Keywords: 3144 (PubChem CID 102004330); ABD7 (PubChem CID 134812710); ARS-1620 (PubChem CID 132274053); BIM-46187 (PubChem CID 11593027); CAAX motif; Cancer; DCAI, PubChem CID 1381961; Deltarasin (PubChem CID 73292904); Effector interaction; GTPase; IND12 (PubChem CID 76715657); Kobe2601 (PubChem CID 163309612); Monobody; Nucleotide exchange; RAS inhibitor; Sulindac sulfide (PubChem CID 5352624); Zn-cyclen (PubChem CID 129651749).

Figure 1.. RAS Proteins.

A) GTPase cycle. Normally, RAS proteins reside in the GDP-bound or inactive state. Following mitogenic stimulation by growth factors, GEFs are recruited to the plasma membrane. Bind of GEFs to RAS results in destabilization in nucleotide binding leading to the release of GDP from RAS and creation of a transient nucleotide free state. Given the high concentration of GTP in cells relative to GDP, RAS proteins load with GTP resulting in the switch to the active state. RAS-GTP recruits and activates it downstream targets such as RAF and PI3K. Termination of RAS signaling occurs through hydrolysis of GTP to GDP. Although RAS possesses intrinsic GTPase activity, it is a poor enzyme. This inactivation step is aided by GTPase accelerating/activating proteins which enhance the GTPase activity of RAS by nearly 100-fold, returning RAS to the inactive, GDP-bound state. B) RAS family members. KRAS4A and KRAS4B are derived from alternative splicing of the same gene resulting in different C-termini. Grey shading highlights residues that are identical in all four RAS proteins. SW1, switch 1 region (aa 30–40); SW2, switch 2 region (aa 60–76); HVR, hypervariable region. Proteins were aligned with Clustal multiple alignment. C) Mutation frequency in RAS alleles. Data were compiled from the Catalogue of Somatic Mutations (COSMIC), v86 [15].

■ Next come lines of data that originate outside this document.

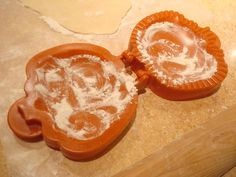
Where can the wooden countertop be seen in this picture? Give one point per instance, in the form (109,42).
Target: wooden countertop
(158,121)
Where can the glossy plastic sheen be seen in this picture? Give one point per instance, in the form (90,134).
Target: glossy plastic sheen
(146,72)
(29,119)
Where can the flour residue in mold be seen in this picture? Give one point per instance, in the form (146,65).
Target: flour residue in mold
(84,94)
(176,54)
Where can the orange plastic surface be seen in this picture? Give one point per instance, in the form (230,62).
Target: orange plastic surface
(29,117)
(145,72)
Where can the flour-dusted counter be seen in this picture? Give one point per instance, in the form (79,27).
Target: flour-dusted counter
(158,121)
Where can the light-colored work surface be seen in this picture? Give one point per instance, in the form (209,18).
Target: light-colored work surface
(158,121)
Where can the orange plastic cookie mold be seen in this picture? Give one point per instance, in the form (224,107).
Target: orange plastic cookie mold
(177,59)
(79,98)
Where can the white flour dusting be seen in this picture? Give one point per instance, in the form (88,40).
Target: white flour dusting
(180,60)
(85,85)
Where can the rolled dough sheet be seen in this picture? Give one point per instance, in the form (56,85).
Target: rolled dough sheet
(98,17)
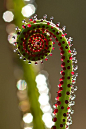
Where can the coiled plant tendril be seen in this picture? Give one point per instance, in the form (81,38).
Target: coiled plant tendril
(34,43)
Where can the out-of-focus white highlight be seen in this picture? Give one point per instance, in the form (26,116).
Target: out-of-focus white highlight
(21,85)
(47,118)
(40,79)
(28,10)
(11,39)
(28,118)
(43,99)
(8,16)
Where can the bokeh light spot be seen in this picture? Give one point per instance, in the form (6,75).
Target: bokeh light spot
(8,16)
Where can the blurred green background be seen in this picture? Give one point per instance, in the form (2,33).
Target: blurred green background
(70,13)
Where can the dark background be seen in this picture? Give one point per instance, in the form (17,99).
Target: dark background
(71,13)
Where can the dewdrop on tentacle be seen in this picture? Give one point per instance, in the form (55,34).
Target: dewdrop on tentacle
(34,43)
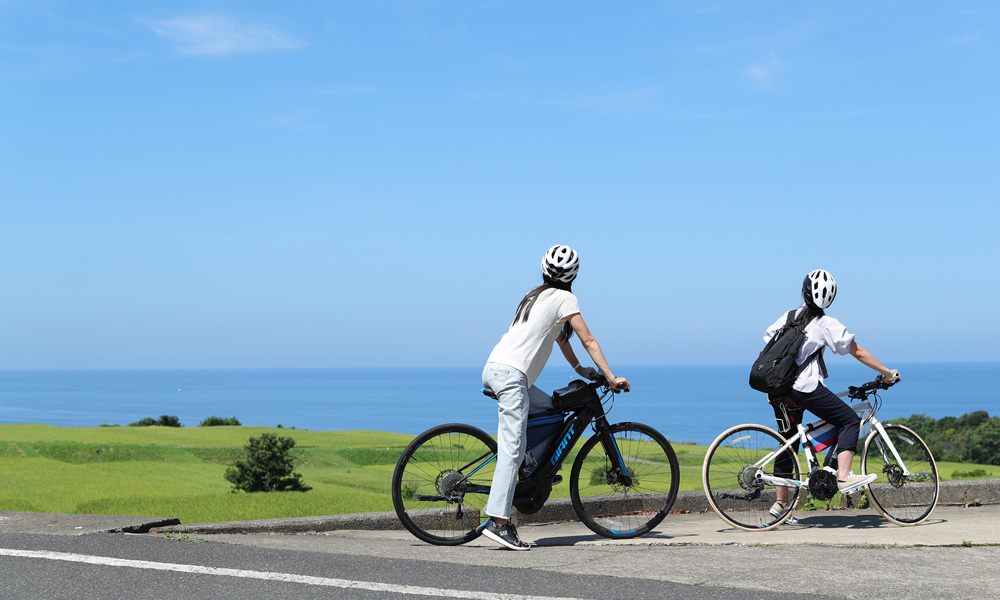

Figure 2.. Distribution of RAS mutations in human tumors.

A) Frequency of mutations in codons 12,13, and 61 in each RAS allele. B) Distribution of specific codon mutations in each RAS isoform. Data were compiled from the Catalogue of Somatic Mutations (COSMIC), v86 [15].

Figure 3.. RAS-inhibitor structures.

Structures of RAS in complex with various inhibitors. Molecular surface of RAS is shaded according to different functional regions: light grey, effector lobe; dark grey, allosteric lobe; SW1, light blue; SW2, dark blue. Ligands are represented as stick models colored yellow. Nucleotide is represented as stick models in tan. The orientations of RAS differ in sets of panels to highlight the binding surfaces of each ligand: Panels A and B are in same orientation; Panels C, D, and E are in same orientation; and Panel F is in a different orientation from all other panels. Additionally, HRAS is shown at a smaller scale in F than depicted in panels A-E to highlight the binding surface of NS1 relative to the total protein. A) KRAS(G12C):ARS1650 (PDB: 5V9U). B) HRAS(M72C):2C07 (PDB: 5VBE). C) HRAS(T35S):Kobe2601 (PDB: 2LWI). D) KRAS(G12D):DCAI (PDB: 4DST). E) KRAS(Q61H):ABD7 (PDB: 6FA4). F) HRAS:NS1 (5E95).

Figure 4.. Proposed model for RAS activation by self-association.

Following mitogen stimulation or oncogenic mutation, RAS becomes loaded with GTP leading to the recruitment of RAF monomers. Two RAS protomers either A) physically interact through specific amino acid side chains or B) move in close enough proximity to facilitate dimerization of downstream targets such as RAF. Binding of NS1 monobody (not shown) in either circumstance would provide significant steric hinderance to prevent RAS-mediated dimerization of RAF, thereby inhibiting RAF activation. Although not depicted in these models, it is possible that RAF is recruited to RAS only after RAS dimerizes, as previously suggested [108].